Now that inflation has returned to target levels, the Fed is preparing to gradually reduce interest rates, aiming to avoid recession and achieve a soft economic landing.
The Fed’s interest rate decisions significantly affect global markets. Lower US rates can weaken the dollar, making US exports more competitive but also increasing the cost of imported goods. Investors may seek higher returns in other markets, potentially leading to capital outflows from the US and putting pressure on emerging market currencies and economies.

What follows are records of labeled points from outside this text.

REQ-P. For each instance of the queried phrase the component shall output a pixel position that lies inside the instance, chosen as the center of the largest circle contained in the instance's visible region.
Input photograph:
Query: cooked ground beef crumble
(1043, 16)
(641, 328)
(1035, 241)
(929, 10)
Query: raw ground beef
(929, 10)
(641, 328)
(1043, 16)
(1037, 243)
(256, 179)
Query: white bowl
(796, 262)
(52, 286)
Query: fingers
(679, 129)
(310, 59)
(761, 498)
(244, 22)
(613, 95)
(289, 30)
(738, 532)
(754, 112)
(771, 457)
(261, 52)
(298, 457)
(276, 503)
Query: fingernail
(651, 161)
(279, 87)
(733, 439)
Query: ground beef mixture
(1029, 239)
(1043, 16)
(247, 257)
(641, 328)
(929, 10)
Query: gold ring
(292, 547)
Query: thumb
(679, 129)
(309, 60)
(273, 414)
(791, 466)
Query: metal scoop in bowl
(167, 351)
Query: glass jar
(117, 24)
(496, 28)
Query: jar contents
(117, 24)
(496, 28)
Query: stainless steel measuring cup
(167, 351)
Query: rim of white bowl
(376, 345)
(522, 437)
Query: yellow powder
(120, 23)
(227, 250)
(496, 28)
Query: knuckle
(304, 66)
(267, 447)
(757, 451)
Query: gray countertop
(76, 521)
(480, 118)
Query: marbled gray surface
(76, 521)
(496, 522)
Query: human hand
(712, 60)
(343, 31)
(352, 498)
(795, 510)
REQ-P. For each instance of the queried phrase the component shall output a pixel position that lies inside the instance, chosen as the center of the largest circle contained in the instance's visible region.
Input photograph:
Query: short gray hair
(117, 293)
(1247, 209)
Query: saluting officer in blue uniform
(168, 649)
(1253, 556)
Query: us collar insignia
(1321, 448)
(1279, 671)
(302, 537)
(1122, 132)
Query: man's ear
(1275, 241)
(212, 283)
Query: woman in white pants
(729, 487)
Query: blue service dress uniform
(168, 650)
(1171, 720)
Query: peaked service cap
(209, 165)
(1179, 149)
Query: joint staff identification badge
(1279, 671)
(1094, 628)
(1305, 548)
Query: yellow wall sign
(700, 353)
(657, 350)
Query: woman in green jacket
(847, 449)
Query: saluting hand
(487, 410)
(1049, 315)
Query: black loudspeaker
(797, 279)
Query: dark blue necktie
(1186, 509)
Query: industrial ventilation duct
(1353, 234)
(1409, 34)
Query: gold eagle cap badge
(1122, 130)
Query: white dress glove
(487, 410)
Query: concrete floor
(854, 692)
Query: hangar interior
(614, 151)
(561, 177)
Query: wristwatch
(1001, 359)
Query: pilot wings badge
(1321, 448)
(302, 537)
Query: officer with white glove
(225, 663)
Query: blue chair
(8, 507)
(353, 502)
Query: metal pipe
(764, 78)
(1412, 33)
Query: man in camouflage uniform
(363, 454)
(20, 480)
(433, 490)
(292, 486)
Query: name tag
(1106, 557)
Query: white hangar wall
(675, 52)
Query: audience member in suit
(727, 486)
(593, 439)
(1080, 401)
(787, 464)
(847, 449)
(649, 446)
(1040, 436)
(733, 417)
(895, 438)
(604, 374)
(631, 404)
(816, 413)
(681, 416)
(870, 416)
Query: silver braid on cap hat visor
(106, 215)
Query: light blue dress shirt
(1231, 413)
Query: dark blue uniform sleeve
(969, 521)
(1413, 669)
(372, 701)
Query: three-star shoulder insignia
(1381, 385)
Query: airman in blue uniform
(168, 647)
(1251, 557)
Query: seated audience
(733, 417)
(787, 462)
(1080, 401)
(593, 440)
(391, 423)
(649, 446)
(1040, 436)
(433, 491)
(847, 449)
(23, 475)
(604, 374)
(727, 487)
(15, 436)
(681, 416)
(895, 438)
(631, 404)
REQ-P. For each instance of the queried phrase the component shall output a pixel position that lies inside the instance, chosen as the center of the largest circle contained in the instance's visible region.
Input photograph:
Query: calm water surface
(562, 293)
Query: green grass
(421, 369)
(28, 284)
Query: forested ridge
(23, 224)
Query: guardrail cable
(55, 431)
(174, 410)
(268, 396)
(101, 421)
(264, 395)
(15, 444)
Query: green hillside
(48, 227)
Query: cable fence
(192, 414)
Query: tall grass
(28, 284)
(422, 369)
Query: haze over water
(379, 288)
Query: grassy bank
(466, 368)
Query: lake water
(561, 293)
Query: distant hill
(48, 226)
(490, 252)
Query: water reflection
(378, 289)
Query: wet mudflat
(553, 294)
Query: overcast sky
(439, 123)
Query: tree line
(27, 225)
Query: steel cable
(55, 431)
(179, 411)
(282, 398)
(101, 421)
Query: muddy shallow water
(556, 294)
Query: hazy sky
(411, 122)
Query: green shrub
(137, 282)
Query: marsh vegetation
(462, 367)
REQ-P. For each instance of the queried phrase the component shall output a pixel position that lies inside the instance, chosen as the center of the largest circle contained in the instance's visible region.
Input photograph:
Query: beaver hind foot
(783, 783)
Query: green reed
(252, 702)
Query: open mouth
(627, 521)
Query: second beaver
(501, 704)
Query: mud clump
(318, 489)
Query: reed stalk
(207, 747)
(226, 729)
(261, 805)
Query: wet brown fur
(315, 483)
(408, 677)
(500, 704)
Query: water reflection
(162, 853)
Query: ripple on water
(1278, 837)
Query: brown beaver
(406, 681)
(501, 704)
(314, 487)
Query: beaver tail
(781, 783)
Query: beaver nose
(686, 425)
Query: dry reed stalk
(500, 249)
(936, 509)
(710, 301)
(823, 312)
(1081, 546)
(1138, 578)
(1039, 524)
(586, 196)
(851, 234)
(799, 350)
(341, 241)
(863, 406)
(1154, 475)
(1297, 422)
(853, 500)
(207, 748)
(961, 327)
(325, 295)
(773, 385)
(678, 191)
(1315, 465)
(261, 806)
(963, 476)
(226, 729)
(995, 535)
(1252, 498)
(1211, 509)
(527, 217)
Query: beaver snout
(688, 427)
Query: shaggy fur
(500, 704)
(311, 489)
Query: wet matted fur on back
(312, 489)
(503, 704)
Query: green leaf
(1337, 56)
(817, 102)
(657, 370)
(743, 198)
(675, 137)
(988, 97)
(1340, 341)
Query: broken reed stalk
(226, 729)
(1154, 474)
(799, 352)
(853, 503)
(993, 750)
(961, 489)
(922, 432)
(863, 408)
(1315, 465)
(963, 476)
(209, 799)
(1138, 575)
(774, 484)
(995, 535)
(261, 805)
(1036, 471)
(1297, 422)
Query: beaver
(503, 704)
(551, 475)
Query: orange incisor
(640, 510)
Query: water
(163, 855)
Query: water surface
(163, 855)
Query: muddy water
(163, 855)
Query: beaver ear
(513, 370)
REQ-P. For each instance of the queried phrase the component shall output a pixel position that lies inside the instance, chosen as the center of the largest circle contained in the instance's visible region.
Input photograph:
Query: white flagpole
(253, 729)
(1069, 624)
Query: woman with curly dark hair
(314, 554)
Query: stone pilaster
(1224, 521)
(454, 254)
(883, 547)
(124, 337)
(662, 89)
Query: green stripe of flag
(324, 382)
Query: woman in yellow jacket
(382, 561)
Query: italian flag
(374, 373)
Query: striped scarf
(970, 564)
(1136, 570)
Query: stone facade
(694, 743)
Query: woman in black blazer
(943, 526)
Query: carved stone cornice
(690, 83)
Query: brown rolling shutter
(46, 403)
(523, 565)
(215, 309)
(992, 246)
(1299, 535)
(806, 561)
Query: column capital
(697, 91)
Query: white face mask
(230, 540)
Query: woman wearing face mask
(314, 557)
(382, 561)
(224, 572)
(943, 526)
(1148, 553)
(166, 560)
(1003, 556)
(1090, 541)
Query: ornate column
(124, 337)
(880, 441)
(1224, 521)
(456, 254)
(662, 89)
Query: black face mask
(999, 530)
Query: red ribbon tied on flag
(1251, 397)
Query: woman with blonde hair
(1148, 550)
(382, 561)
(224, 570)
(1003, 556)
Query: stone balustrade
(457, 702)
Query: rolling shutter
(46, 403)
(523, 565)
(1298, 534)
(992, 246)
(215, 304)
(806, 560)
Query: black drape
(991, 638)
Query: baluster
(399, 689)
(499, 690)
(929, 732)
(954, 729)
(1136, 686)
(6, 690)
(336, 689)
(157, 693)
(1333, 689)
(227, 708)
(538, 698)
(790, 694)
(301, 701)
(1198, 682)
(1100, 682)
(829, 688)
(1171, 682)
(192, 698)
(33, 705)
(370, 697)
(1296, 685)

Lower rates can also boost economic growth and corporate earnings, pushing stock prices higher, though the impact varies across sectors and regions. Bond prices tend to rise when rates fall, benefiting existing bondholders but potentially reducing returns for new investors. Additionally, lower rates may drive up demand for commodities, raising prices for assets like oil and metals.
Impact on India
A US rate cut may prompt India’s central bank to consider cutting rates as well. However, the Reserve Bank of India (RBI) has been cautious about lowering rates. The RBI’s Monetary Policy Committee (MPC) will review this in upcoming meetings, especially as more clarity emerges on food inflation trends.
Foreign investors may look to emerging markets like India for higher returns, leading to increased foreign capital inflows into Indian equities and debt markets. Indeed, net foreign portfolio inflows into Indian equity markets have resumed and are expected to grow. Increased foreign investment typically boosts demand for the Indian rupee as investors convert their currencies to INR, potentially leading to an appreciation of the rupee against the US dollar.
However, India may not benefit as much as other emerging markets, as Indian valuations are already relatively high. Experts suggest that the coming months will clarify whether markets will favourvalue or growth during the rate-cutting cycle. While India offers attractive investment opportunities, other undervalued markets may also draw attention due to their lower valuations. Although India’s banking sector holds potential value, other sectors may be overvalued.
The magnitude of the Fed’s rate cuts will have significant consequences for emerging markets. As the International Monetary Fund noted in its July World Economic Outlook, many central banks in these economies remain cautious about lowering their rates, mindful of external risks like changes in interest rate differentials and potential currency depreciation against the dollar.